Poesia come profezia
Assunti in un orizzonte religioso e filtrati attraverso il testo biblico, i temi civili toccati dalla Guidacci prendono sulla pagina un tono solenne, ieratico, ispirato, secondo il modello scritturale dei libri profetici. La poetessa si assegna volentieri questa funzione oracolare, sentendosi investita di un compito molto vicino alla dimensione del sacro. Non per nulla, l’ultima raccolta pubblicata in vita, Il buio e lo splendore, si apre con un’ampia e quanto mai suggestiva sezione di Sibyllae, in cui, identificandosi con queste antiche profetesse, la Guidacci ricorda, fra l’altro, la matrice divina dei loro responsi: «È luminoso il dio / che parla per mia bocca» (Delfica III). Ma la Guidacci è poi tutt’altro che sibillina nei giudizi che pronuncia sulle aberranti vicende della Storia.
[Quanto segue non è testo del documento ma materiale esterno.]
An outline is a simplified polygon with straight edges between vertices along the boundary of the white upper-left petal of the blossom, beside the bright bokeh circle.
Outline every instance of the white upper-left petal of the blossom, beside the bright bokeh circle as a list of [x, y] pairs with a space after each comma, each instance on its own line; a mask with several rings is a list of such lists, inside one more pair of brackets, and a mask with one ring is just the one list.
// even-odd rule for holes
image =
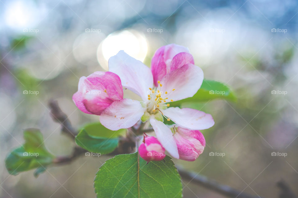
[[138, 94], [144, 101], [147, 100], [153, 77], [150, 69], [141, 61], [120, 51], [109, 59], [109, 71], [119, 75], [123, 87]]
Nessuna oscurità nei suoi versi, nessuna ambiguità: il suo dire può essere, a volte, allegorico e allusivo, ma è assolutamente univoco, ha la nettezza di un autodafé; come quando, ad esempio, nell’Altare di Isenheim accusa non già «il sonno / della ragione», ma «la sua veglia», di essere diventata «l’artefice stessa del nostro male», che ormai «cresce in laboratorio e non nella foresta», che «ha per emblema non l’animale ma la macchina», «per armi non più rostri, zanne, artigli, / ma bombe, gas, elettrodi», e «per ultimo traguardo / non la profonda notte a cui scendono dèmoni e belve, / ma un gran sole mortale sul mondo scardinato» (Tentazione di Sant’Antonio).